The Gates Foundation on Monday announced that it planned to give $300 million every year over the next five years, a total of $1.5 billion, to programs that are devoted to improving the health of women and children worldwide. This now becomes one of the foundation’s largest initiatives.
“Women and children have finally moved up on the global agenda and I’m here to tell you that’s where they’re going to stay,” said Melinda Gates, speaking on the same day at a star-studded conference in Washington D.C. called Women Deliver. “Policymakers have treated women and children, quite frankly, as if they matter less than men.”
My friend Kristi Heim at the Seattle Times wrote a good story that tells you all about the grant announcement so I won’t repeat it. I had noted earlier that the philanthropy was shifting in this direction – which they claim is not a shift but merely an expansion of an existing priority.
Putting aside the question about whether the Gates Foundation can, in fact, guarantee what will be high on the global agenda (is there a global agenda?), it’s perhaps worth considering if women and children’s health issues really have been neglected as a matter of policy and agenda-setting. And if so, how?
Most global health initiatives that battle diseases like AIDS, tuberculosis and malaria benefit both genders and all ages since the bugs don’t discriminate.
I can’t think of any global initiatives devoted to men’s health but we have a number of organizations like CARE, Planned Parenthood and the Global Fund for Women focused on women’s health issues worldwide. We have even more organizations devoted solely or mostly to children’s health such as Save the Children, World Vision or the United Nation’s Children Fund (aka UNICEF). The Gates Foundation’s biggest project, GAVI, gets vaccines out to children worldwide.
And women, even women in poor countries, tend to live longer than men. So what are we talking about when we say women’s health is a neglected area?

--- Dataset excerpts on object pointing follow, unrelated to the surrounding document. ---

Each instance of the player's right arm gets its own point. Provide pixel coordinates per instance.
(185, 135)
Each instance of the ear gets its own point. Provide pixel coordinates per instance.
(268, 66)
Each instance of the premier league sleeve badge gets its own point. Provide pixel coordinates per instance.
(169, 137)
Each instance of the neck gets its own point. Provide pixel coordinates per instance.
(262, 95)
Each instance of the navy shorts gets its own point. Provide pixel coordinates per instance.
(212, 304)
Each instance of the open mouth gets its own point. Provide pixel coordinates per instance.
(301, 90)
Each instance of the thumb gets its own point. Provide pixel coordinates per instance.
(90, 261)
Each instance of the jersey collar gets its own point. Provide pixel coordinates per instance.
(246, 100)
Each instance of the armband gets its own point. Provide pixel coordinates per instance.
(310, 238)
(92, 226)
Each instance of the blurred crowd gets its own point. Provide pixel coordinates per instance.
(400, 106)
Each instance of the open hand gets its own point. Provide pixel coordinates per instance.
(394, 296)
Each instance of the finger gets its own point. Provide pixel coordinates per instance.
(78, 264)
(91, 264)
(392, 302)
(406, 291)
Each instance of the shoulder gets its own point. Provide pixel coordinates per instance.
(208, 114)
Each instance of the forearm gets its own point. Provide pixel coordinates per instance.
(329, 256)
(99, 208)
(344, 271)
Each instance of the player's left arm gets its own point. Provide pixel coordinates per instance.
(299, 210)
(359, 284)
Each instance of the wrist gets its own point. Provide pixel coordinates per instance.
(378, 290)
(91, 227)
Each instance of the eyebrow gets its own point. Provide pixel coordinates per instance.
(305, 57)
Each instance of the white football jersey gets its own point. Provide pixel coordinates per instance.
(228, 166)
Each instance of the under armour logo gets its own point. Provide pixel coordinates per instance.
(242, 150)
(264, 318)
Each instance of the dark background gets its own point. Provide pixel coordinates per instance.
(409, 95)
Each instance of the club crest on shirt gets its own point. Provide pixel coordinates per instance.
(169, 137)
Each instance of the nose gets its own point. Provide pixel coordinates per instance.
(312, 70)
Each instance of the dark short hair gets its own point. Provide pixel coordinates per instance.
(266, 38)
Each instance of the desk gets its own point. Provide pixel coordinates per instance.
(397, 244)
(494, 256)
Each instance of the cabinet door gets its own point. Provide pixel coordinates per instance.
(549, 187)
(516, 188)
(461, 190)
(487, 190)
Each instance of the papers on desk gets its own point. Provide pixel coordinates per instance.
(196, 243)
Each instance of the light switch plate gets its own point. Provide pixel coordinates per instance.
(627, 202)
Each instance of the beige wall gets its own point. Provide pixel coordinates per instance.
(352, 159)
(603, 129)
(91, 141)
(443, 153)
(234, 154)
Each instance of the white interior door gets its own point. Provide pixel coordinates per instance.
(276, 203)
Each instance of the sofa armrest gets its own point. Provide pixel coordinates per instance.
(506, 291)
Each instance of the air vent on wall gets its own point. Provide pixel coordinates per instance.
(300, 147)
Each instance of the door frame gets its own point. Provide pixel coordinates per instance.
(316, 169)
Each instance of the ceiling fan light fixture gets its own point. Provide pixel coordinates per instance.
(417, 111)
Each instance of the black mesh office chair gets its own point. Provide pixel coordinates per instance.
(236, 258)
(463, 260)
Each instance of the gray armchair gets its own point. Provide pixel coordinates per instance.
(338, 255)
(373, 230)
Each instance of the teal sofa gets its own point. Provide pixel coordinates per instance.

We’re mostly talking about childbirth.
“When people talk about women’s health, they are often talking about maternal health,” said Emmanuela Gakidou, professor of global health at the UW’s Institute for Health Metrics and Evaluation. Women who survive childbirth may or may not live longer than men generally, Gakidou said, but the number of young mothers and children in poor countries who die from complications associated with childbirth is hugely disproportionate when compared to developed countries.
For example, she said, Italy sees an average of four mothers die in childbirth for every 100,000 live births while in places like Afghanistan or Malawi it is more like one maternal death out of every 100 births.
“These deaths are almost entirely preventable,” Gakidou said, adding that the new momentum on this front is because more people recognize “that women should not be dying while they are trying to have a child.”
Amy Hagopian, also a UW professor of global health, said she welcomed the Gates Foundation’s increased interest and investments in maternal health. But the most fundamental need of women in poor countries, she said, is a functioning health system with nurses, midwives and doctors.
“Women are dying because of the lack of these health services,” said Hagopian, adding that the Gates Foundation has so far shown little interest in funding efforts aimed at improving health services. “We already have lots of NGOs working on women and children’s health. Adding more people running around Africa claiming they have come to improve women’s health won’t solve the fundamental problem.”
Hagopian was among a number of people who recently advocated for and won passage of a resolution at the World Health Assembly in Geneva aimed at improving health worker retention in poor countries.